What we all need to learn is that our IEs are all-important, and that these inner environments need to be built up rather than depleted. Very few people, if any, can afford the "luxury" of immoderate drinking at any time. Heavy drinking always precedes alcoholism.
We need to attack the problem of alcoholism long before it becomes an accomplished fact. Even before alcoholism presents itself as a possibility people should do several things which will not only head off alcoholism but help prevent many other ill health disasters. People should (l) eat more sensibly, (2) moderate their consumption of alcohol, (3) take regular exercise, (4) get adequate sleep and (5) build up a wholesome attitude toward life. Building up ones IE involves and reinforces all of these measures.
A crucial question is this: When does one or when should one learn about the importance of IEs? The sooner the better. If one learns this as a youngster and is taught to regard his or her body as a temple of God, this is excellent; if one learns this before drinking patterns are established, this is good, if one does not learn this until after he or she has become an alcoholic, this is bad. Even worse is never to learn it at all.

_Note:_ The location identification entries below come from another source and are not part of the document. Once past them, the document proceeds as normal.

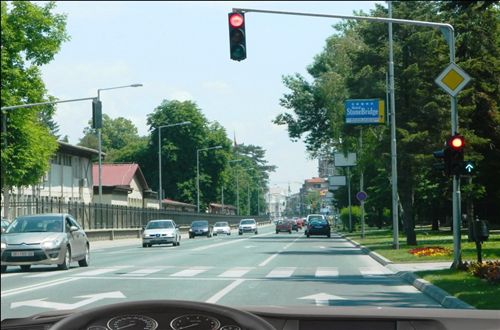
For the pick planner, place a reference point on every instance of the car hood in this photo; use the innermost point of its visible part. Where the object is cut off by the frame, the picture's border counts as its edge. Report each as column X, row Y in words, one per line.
column 30, row 238
column 159, row 231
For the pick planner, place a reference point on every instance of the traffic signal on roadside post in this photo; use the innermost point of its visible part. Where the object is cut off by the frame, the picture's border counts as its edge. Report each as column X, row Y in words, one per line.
column 237, row 37
column 96, row 113
column 456, row 145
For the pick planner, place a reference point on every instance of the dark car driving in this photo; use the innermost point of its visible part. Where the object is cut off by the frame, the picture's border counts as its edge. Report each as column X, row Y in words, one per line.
column 318, row 226
column 200, row 228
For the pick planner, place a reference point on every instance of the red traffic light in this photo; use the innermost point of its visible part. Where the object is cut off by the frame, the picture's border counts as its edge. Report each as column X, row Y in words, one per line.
column 236, row 20
column 456, row 142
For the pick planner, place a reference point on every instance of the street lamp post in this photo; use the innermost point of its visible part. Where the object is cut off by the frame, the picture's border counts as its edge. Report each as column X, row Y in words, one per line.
column 198, row 173
column 99, row 134
column 237, row 186
column 159, row 157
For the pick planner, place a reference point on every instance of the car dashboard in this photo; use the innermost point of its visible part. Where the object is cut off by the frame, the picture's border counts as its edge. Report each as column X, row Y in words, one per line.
column 279, row 318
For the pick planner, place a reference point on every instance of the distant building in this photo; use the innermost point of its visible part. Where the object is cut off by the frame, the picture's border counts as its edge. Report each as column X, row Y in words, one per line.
column 123, row 184
column 276, row 199
column 69, row 177
column 225, row 209
column 171, row 205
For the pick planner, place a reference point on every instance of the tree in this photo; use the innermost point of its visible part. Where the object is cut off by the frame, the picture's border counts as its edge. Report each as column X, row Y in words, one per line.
column 30, row 37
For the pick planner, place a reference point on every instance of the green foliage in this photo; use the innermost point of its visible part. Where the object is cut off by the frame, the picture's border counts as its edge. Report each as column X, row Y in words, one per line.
column 30, row 36
column 353, row 64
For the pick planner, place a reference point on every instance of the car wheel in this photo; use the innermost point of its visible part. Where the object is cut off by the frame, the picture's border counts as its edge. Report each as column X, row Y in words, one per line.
column 85, row 261
column 25, row 268
column 67, row 260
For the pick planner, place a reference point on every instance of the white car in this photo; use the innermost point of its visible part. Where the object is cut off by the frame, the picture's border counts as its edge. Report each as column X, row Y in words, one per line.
column 247, row 226
column 222, row 228
column 161, row 232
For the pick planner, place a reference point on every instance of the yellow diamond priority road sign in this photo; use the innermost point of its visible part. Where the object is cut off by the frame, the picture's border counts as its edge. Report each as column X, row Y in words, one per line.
column 452, row 79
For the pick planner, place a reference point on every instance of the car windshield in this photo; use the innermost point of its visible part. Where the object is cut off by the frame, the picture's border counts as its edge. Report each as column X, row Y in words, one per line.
column 247, row 222
column 341, row 154
column 36, row 224
column 159, row 224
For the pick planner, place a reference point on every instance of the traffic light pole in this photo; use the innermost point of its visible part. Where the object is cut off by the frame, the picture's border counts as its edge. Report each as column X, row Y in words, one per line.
column 448, row 31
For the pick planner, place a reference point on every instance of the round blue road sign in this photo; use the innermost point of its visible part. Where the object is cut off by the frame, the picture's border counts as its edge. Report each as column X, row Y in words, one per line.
column 361, row 196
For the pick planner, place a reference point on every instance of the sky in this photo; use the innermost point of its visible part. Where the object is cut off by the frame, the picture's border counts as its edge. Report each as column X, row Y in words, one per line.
column 180, row 51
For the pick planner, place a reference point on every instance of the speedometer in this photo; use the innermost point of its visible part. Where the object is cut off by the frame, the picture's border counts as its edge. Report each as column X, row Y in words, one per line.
column 132, row 322
column 195, row 322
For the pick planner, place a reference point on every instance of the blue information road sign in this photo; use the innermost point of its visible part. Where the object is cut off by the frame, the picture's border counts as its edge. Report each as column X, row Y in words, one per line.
column 364, row 111
column 361, row 196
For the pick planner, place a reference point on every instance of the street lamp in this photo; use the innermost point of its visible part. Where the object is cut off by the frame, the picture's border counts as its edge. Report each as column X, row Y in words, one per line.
column 237, row 186
column 99, row 134
column 159, row 156
column 198, row 173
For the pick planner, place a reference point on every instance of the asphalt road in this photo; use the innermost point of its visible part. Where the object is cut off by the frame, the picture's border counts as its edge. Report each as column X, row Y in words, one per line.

The importance of IEs in the prevention of alcoholism does not in any way deny the importance of psychology. We seldom emphasize, as we should, the importance of the nourishment of brain cells. That on the average brain cells are often poorly nourished is indicated by the fact that brain cells die at the rate of about 2000 per hour even in supposedly healthy adults. This is an average estimate. In alcoholics, brain cells must die off much faster; the brains of alcoholics after death often cannot be used by medical students for dissection because they may have largely turned into structureless mush. It seems obvious that the brains and the brain cells have a great deal to do with alcoholism and psychology of alcoholism.
Our bodies are marvelously built, but they are not compartmentalized. Anatomy, microanatomy, physiology, biochemistry, endocrinology, emotions and drives are all closely intertwined. If we guard and build up our IEs, we have taken a long step forward in bettering ourselves. Preventing alcoholism is only one phase of a grand scheme for human betterment.